ランニングを継続すると、筋肉の中では「毛細血管」が増える適応が起こります。
毛細血管とは、筋肉に酸素や栄養を届ける細い血管のことです。ランニング中は筋肉が多くの酸素を必要とするため、継続して走ることで、筋肉へ酸素を届けやすい体に変わっていきます。
毛細血管の密度はマラソンのパフォーマンスの土台となり、非常に重要な要素です。
本記事ではランニングによって毛細血管が増えることについて科学的に整理していきます。
マラソンシーズンにパフォーマンスを発揮できるように参考にしてみて下さい。
ランニングで毛細血管が増えるのは8週間程度で確認されている

ただし、毛細血管は1回走っただけですぐに増えるものではありません。研究では、8週間程度の持久系トレーニングによって、筋肉の毛細血管供給が増加したことが報告されています。そのため、毛細血管の増加は「数日で起こる変化」ではなく、「数週間〜数か月かけて進む持久力の適応」と考えるのが自然です。
毛細血管が増えると、筋肉へ酸素を届けやすくなります。酸素を使ってエネルギーを作りやすくなるため、”長く走る力”や”疲れにくさ”に関係します。

つまり、毛細血管はスピードを直接上げるというより、長く安定して走るための土台づくりに関わる要素です。
毛細血管を増やすトレーニングはジョグが大切

毛細血管を増やすために大切なのは、強い練習をたくさん行うことではなく、持久系トレーニングを継続することです。初中級ランナーであれば、まずは”息が上がりすぎないジョグ”や”イージーラン”を中心に行うことが基本になります。
会話ができるくらいのペースで一定時間走ることで、筋肉に持続的な酸素需要が生まれます。このような刺激を繰り返すことで、毛細血管やミトコンドリアなど、持久力に関わる体の仕組みが少しずつ適応していきます。
一方で、インターバル走や閾値走のような少し強度の高い練習も、血管新生に関わるシグナルに関係するとされています。ただし、毛細血管を増やす目的で「ジョグよりインターバル走の方が優れている」と断定することはできません。
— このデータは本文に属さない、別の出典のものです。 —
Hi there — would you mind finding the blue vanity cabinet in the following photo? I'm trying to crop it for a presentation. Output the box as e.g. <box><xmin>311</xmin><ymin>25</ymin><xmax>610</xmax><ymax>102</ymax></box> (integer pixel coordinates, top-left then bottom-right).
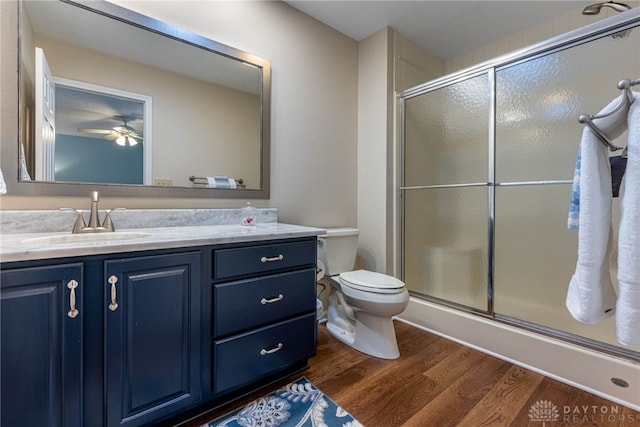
<box><xmin>103</xmin><ymin>251</ymin><xmax>202</xmax><ymax>426</ymax></box>
<box><xmin>0</xmin><ymin>263</ymin><xmax>85</xmax><ymax>427</ymax></box>
<box><xmin>212</xmin><ymin>237</ymin><xmax>317</xmax><ymax>397</ymax></box>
初中級ランナーでは、まずジョグを土台にして、慣れてきたら補助的に少し強めの練習を入れるくらいが現実的です。

ジョグで持久力の土台を作っていきましょう!
毛細血管はすぐには無くならない

また、運動を休んだ場合、毛細血管の適応はミトコンドリア酵素活性などの代謝的な適応よりも比較的落ちにくいと考えられています。つまり、数日〜1週間走れなかっただけで毛細血管が一気に失われるとは言えません。
ただし、毛細血管が完全に維持され続けるわけではありません。運動刺激が長期間なくなれば、持久力に関わる適応全体は低下していきます。そのため、毛細血管は「ディトレーニングに比較的強い適応」ではありますが、「まったく失われない適応」ではありません。
初中級ランナーにとって大切なのは、1回1回の練習で追い込みすぎることではなく、継続できる範囲で有酸素運動を積み重ねることです。ゆっくり走るジョグにも、毛細血管を増やし、持久力の土台を作る意味があります。
毛細血管を増やしたいなら、焦って強度を上げるよりも、まずは継続できるジョグを積み重ねることが基本です。